The West’s rivals do not think like this . . The Daily Telegraph in London reported this week that the Chinese have just signed a deal to lease five percent of Ukraine (or an area about the size of Belgium) to grow crops and raise pigs on . . Beijing thinks the half-millennium blip of Euro-American dominance is coming to an end and the world is returning to its natural state of Chinese preeminence. The West assumes it can endure as a kind of upscale boutique unaffected by the changes beyond. Like, say, the frozen-yogurt shop at the Westgate mall in Nairobi — until last weekend.
Zing. Or like, say, a security brokerage in the World Trade Center. Hiyoooo…

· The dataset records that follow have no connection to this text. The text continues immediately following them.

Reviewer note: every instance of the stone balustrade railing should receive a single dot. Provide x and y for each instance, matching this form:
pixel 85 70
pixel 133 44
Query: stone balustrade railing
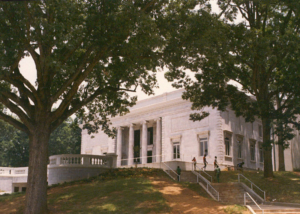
pixel 105 161
pixel 14 171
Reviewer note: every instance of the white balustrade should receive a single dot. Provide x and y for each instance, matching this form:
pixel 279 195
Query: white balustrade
pixel 11 171
pixel 80 160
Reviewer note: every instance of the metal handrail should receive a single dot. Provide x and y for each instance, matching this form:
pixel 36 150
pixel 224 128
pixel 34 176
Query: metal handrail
pixel 204 173
pixel 264 192
pixel 170 170
pixel 245 194
pixel 208 185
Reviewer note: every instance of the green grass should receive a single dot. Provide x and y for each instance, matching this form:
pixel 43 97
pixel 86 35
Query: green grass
pixel 116 191
pixel 284 187
pixel 131 191
pixel 134 195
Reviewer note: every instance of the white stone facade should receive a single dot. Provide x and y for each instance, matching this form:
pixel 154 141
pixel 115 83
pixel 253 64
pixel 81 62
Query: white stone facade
pixel 160 127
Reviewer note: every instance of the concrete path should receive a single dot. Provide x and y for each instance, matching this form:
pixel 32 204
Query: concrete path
pixel 276 209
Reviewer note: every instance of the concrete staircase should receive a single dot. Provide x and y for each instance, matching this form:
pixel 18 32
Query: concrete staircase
pixel 232 193
pixel 188 176
pixel 275 209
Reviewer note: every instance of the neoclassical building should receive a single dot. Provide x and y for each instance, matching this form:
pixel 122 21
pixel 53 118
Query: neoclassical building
pixel 158 129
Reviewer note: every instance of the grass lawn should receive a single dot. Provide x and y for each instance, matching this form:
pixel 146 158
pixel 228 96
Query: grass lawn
pixel 131 191
pixel 284 187
pixel 111 193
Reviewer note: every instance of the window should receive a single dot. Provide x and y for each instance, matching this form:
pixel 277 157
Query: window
pixel 239 148
pixel 261 153
pixel 203 146
pixel 150 136
pixel 226 117
pixel 176 150
pixel 252 151
pixel 260 130
pixel 149 156
pixel 227 146
pixel 16 189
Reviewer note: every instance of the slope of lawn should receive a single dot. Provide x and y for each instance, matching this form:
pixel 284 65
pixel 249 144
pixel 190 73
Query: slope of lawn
pixel 117 191
pixel 284 187
pixel 131 191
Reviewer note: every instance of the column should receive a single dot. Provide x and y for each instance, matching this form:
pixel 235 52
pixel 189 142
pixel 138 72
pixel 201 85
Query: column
pixel 131 145
pixel 119 146
pixel 158 140
pixel 144 142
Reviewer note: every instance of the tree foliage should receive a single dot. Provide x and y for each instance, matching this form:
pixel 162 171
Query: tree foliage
pixel 14 144
pixel 89 55
pixel 260 53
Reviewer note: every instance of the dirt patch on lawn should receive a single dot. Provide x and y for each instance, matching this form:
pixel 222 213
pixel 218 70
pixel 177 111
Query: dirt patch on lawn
pixel 185 201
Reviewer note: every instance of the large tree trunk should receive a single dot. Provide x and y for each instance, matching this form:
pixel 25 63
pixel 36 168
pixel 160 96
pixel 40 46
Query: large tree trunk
pixel 36 192
pixel 268 167
pixel 281 157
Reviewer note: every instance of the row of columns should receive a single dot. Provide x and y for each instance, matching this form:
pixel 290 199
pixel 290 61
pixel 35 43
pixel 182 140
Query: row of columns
pixel 144 145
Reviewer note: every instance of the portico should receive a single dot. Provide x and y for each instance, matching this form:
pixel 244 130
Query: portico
pixel 139 142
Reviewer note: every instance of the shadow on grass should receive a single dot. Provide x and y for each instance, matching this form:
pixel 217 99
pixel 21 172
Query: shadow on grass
pixel 135 195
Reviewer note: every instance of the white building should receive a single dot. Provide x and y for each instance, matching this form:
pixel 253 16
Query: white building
pixel 158 129
pixel 13 179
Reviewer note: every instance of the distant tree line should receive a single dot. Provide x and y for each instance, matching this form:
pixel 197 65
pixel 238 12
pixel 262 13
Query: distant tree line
pixel 14 146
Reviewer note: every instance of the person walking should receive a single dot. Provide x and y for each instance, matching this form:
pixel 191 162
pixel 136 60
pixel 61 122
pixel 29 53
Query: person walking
pixel 218 172
pixel 178 173
pixel 204 162
pixel 215 162
pixel 194 163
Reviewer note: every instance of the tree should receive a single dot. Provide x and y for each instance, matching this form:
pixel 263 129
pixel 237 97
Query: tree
pixel 89 55
pixel 260 53
pixel 14 147
pixel 66 139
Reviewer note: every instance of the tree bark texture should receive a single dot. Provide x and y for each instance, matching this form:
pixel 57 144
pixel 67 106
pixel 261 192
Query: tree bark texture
pixel 36 192
pixel 268 166
pixel 281 157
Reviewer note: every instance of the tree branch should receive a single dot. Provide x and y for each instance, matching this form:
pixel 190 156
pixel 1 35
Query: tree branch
pixel 15 109
pixel 14 122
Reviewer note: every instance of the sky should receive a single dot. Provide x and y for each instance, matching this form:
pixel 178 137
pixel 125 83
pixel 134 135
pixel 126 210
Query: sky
pixel 27 68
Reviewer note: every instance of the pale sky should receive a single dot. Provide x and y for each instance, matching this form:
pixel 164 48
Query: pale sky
pixel 27 68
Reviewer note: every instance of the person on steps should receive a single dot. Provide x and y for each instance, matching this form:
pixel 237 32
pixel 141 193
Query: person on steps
pixel 178 173
pixel 215 162
pixel 204 162
pixel 194 163
pixel 218 172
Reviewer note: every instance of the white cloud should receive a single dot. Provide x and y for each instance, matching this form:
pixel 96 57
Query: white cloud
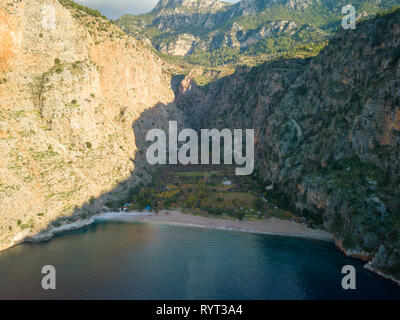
pixel 116 8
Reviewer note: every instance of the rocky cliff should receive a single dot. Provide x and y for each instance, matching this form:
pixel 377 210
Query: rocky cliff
pixel 70 95
pixel 327 134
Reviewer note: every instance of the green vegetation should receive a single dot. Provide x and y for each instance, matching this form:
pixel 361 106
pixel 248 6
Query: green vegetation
pixel 81 8
pixel 203 193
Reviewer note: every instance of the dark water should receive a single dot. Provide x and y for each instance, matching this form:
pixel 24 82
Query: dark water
pixel 141 261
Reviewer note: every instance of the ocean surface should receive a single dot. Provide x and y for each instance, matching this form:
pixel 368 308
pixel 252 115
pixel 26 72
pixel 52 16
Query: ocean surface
pixel 118 260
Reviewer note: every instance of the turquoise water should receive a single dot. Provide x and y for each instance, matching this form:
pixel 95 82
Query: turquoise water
pixel 142 261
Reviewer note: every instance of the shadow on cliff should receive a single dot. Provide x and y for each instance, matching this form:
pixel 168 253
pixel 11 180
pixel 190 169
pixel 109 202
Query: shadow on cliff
pixel 157 116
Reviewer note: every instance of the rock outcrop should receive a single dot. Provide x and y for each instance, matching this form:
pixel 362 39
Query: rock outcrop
pixel 71 95
pixel 327 134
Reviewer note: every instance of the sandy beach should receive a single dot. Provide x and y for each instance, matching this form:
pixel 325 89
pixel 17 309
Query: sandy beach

China’s Ukraine deal may sound kinda wacky, but the People’s Republic consumes about 20 percent of the world’s food yet has (thanks to rapid industrialization) only 9 percent of its farmland. As Big Government solutions go, renting 5 percent of a sovereign nation to use as your vegetable garden and pig farm is a comparatively straightforward answer to the problem at hand. By contrast, try explaining American “health” “care” “reform” to the Chinese: You could rent the entire Ukraine for about 3 percent of the cost of Obamacare, and what does it solve?
Inflammation of the factoid? Fracture of the fib-you-lie? Death is a phantom menace, apparently. Meanwhile look at all those Chinese people eating succulent pork ribs. If that isn’t testament to the yellow horde’s supremacy, I don’t know what is.
Apropos of nothing, China spends around $340 billion annually on healthcare. The U.S. government’s expenditure on Obamacare in 2014 will skyrocket to about $110 billion. Remember when your second grade teacher warned you not to try to count to infinity? That’s how dumb Mark Steyn is.